Montag, 14. September 2015

Die Mißgeschicke des Jägers

Ich pflege bei Büchern stets, die Augen von den Klappentexten fern zu halten, wo erklärt wird, worum es in dem Buch geht. Warum auch immer möchte ich einen Text unvoreingenommen in seiner Abfolge lesen und mir selbst ein Bild machen. Bei anspruchsvolleren (für meinen gewiß nicht übermäßig breiten Horizont) Werken kommt es vor, daß ich bis zum Ende nicht erkenne, worauf das Buch hinaus will. Und jetzt frage ich Sie: sollte ich mich darüber ärgern oder freuen? Nehmen wir die Geschichte des Jazzers Johnny Carter in Jose Cortazars Buch her. Geht es um der Verhältnis Kritiker (Bruno) zu Musiker? Oder ist die Musik zentral? Oder der Widerspruch zwischen Erfolg und gleichzeitigem Verfall? Letzteres exemplarisch für eine ganze Generation Künslter, die da folgte. Oder stellt es den Versuch dar, einen Jazzmusiker aus einer anderen Perspektive zu zeichnen, mehr die Tiefen als Höhen in den Fokus rückend? Am Ende, glaube ich, soll es einfach ein Stimmungsbild sein, die Atmosphäre eingefangen, die scheinbar nicht greifbar ist. Dann allerdings ist dieser Roman nicht zu unrecht in der SZ Bibliothek.
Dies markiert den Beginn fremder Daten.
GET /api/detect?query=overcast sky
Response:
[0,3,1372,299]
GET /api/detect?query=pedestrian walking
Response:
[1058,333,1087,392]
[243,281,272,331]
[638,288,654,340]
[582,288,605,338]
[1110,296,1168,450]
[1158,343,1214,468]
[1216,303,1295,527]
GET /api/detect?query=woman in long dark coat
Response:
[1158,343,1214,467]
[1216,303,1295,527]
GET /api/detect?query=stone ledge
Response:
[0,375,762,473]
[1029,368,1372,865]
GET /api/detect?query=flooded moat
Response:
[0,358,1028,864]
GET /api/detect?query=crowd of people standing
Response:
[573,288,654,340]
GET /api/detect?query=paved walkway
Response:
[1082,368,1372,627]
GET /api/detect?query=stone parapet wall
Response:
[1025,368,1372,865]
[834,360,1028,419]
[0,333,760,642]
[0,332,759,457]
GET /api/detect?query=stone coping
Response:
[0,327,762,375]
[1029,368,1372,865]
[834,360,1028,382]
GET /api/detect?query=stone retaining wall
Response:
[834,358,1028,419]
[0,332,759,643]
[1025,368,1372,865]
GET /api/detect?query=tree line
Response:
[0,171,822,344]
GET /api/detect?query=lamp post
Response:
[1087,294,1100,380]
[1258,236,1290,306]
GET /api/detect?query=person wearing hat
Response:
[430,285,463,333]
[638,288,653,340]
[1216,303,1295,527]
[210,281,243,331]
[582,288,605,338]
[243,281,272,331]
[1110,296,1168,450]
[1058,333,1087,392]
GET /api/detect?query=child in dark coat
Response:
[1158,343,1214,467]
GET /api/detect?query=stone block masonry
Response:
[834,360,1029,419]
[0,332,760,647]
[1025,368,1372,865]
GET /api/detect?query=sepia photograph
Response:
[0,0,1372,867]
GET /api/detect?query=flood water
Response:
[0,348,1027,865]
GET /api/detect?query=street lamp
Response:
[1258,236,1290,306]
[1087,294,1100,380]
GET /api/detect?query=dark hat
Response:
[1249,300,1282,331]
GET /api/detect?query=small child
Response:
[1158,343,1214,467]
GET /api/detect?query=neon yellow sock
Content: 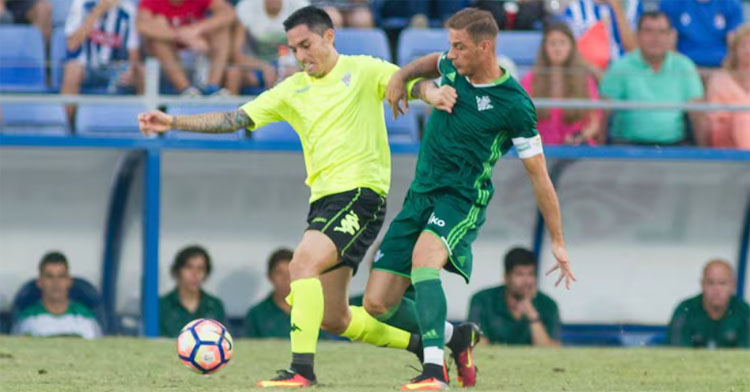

Jose Cortazar: Der Verfolger.
SZ-Bibliothek Band 21

Freitag, 11. September 2015

Am Ende der Welt und noch siebenhundert Meter weiter

Werte Kaiser Vea, entweder verfügen sie, was ich eher nicht glaube, über eine unerhörte Vorstellungskraft, oder sie kommen selbst aus einem Kaff am Ende der Welt, und waren selbst diejenige, die wie Johannes A. Irrwein, mit den Verhältnissen dort nicht zurande kam. Dabei sind Sie noch jung, und die geistige Enge des Dorfes war zu Ihrer Zeit schon sicher durch Internet und so Zeug porös. Aber in den verschiedenen Generationen im Dorf haben Sie richtig abgelesen, daß sich in den letzten Paarhunderjahren an den Prinzipien nicht viel geändert hat. Ich glaube ja, in Awstria gibt es dergleichen Dörfer mehr, als man annehmen sollte, und wie anders möglich komme freilich ich auch aus einem. Erwschwerend: wir wohnten nicht einmal im Dorfverbund selbst, sondern auch noch abgelegen. Und wie den Irrwein hat mich zu einer gewissen Zeit ein Sog erwischt, der mich das Dorfleben mit der Teilnahme daran auch als "aufregend" empfinden ließ. Und hier endet das Buch. Bei mir wurde aber die Aufregung nach wenigen Saisonen brüchig, und die alte Skepsis war zurück. Oder sagen wir statt Skepsis besser, mir fehlt einfach die Verve für das saisonal oszillierende, abgeschlossene Dorfleben. Wie wäre es wohl dem Irrwein ergangen nach dem FC St.Pauli Match und dem High Life. Katerstimmung? Denn die Bergbarbaren haben sich freilich geöffnet - einmalig und zwischendurch - aber kann man da gleich von der Aussöhnung zwischen ihnen und den Zivilisierten sprechen?

Abseits unlustiger Überlegungen meinerseits haben Sie ein sehr kurzweiliges Buch abgeliefert, das mir - der ich nicht wenig ablehnend gegen geschriebenen Dialekt eingestellt bin - gut getaugt hat.